I would be much more comfortable if this functionality were limited to certain executables/actions that way mitigations can be certain and scoped correctly. If you want general scripting, that is what the RPC interface is for, and then the security risk is not assumed by synapse itself.
I would just like to remind @evanrichter & @kpcyrd that issue #198 is probably more suited for this discussion.
IMO it would be better to pass all available metadata as environmental variables, they way it's done in udhcpc (busybox). That way we could only provide the name of the script to run and don't worry about spawning subshells, argument parsing/escaping and other issues that are bound to arise.

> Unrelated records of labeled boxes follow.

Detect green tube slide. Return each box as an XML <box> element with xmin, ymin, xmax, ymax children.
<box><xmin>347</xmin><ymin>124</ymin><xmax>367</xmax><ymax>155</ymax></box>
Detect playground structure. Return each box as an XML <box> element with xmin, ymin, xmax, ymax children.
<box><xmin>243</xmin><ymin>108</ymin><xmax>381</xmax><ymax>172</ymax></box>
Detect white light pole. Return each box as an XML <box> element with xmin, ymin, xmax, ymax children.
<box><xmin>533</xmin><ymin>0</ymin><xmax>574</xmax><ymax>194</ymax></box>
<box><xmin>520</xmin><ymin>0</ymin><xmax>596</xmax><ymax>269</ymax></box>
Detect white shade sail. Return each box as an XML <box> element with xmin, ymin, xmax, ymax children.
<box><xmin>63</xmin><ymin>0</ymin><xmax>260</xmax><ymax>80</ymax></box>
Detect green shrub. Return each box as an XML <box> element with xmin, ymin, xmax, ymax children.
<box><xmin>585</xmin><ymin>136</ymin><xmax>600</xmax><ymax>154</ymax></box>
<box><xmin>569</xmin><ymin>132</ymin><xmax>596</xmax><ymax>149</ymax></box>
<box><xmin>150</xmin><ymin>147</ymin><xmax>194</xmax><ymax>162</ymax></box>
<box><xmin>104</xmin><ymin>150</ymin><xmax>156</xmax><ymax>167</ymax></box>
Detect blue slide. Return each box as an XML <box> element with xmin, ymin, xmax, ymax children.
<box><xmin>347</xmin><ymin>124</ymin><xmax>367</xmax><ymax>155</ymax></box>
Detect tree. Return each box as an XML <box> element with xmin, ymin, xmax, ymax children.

As for moving the torrent upon completion, how would synapse know the new location after running the action? If possible, it would be better to have a plugin system that hooks up into RPC mechanism that's already in place, so that communication both ways is possible.
Adding to my comment above: I'm not sure, but it could be possible to read environment variables in synapse after the script finishes running if it exports changed variables. That way when the torrent gets moved by the scripts synapse would know its new location and could continue seeding.

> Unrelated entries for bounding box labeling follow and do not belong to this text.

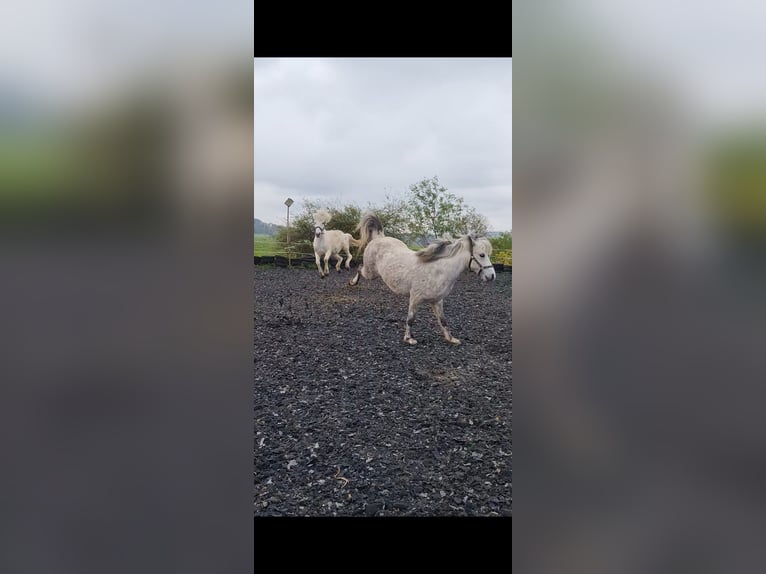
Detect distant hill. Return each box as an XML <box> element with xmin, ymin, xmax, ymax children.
<box><xmin>253</xmin><ymin>217</ymin><xmax>279</xmax><ymax>235</ymax></box>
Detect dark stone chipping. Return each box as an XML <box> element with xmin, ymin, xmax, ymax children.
<box><xmin>253</xmin><ymin>267</ymin><xmax>512</xmax><ymax>516</ymax></box>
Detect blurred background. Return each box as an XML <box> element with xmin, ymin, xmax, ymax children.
<box><xmin>513</xmin><ymin>0</ymin><xmax>766</xmax><ymax>574</ymax></box>
<box><xmin>0</xmin><ymin>0</ymin><xmax>253</xmax><ymax>572</ymax></box>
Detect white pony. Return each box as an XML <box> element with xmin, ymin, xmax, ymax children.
<box><xmin>349</xmin><ymin>213</ymin><xmax>495</xmax><ymax>345</ymax></box>
<box><xmin>313</xmin><ymin>208</ymin><xmax>359</xmax><ymax>279</ymax></box>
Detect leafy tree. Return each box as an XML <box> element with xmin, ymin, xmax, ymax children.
<box><xmin>408</xmin><ymin>176</ymin><xmax>463</xmax><ymax>244</ymax></box>
<box><xmin>456</xmin><ymin>207</ymin><xmax>489</xmax><ymax>235</ymax></box>
<box><xmin>369</xmin><ymin>195</ymin><xmax>413</xmax><ymax>244</ymax></box>
<box><xmin>407</xmin><ymin>176</ymin><xmax>488</xmax><ymax>244</ymax></box>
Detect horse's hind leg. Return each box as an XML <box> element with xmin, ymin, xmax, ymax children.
<box><xmin>404</xmin><ymin>299</ymin><xmax>420</xmax><ymax>345</ymax></box>
<box><xmin>431</xmin><ymin>300</ymin><xmax>460</xmax><ymax>345</ymax></box>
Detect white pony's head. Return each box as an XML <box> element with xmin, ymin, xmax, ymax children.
<box><xmin>313</xmin><ymin>207</ymin><xmax>332</xmax><ymax>237</ymax></box>
<box><xmin>466</xmin><ymin>235</ymin><xmax>495</xmax><ymax>281</ymax></box>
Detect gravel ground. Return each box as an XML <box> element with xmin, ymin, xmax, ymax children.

we could only provide the name of the script to run and don't worry about spawning subshells, argument parsing/escaping and other issues that are bound to arise.

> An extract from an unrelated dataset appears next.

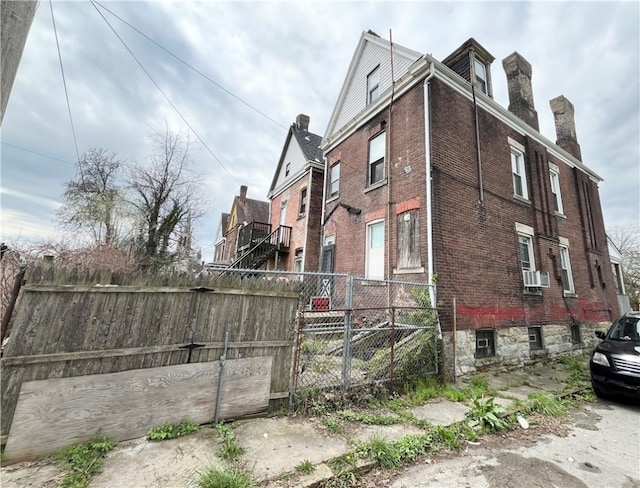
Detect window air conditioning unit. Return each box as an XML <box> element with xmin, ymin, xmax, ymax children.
<box><xmin>522</xmin><ymin>269</ymin><xmax>549</xmax><ymax>288</ymax></box>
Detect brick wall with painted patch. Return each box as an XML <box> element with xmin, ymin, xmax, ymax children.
<box><xmin>442</xmin><ymin>322</ymin><xmax>611</xmax><ymax>378</ymax></box>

I agree this is a way to implement the feature, but it does not actually address the security issue.
it could be possible to read environment variables in synapse after the script finishes running
I think moving files could easily be a built in supported action and be handled much cleaner internally.
Hello,
I'm really liking this, but there is lack of a single feature that is preventing me from using it for all my torrenting. I figured out how to set separate watch directories by simply running multiple instances and combining that with fswatch and in general I really like how this is done as a very nice, self-contained, module. Please keep up the good work.
The feature I would like to recommend is the ability to move torrents to a configured directory upon completion. I apologize if this is already in there, but I couldn't find it in the configuration example or the source code.
Thank you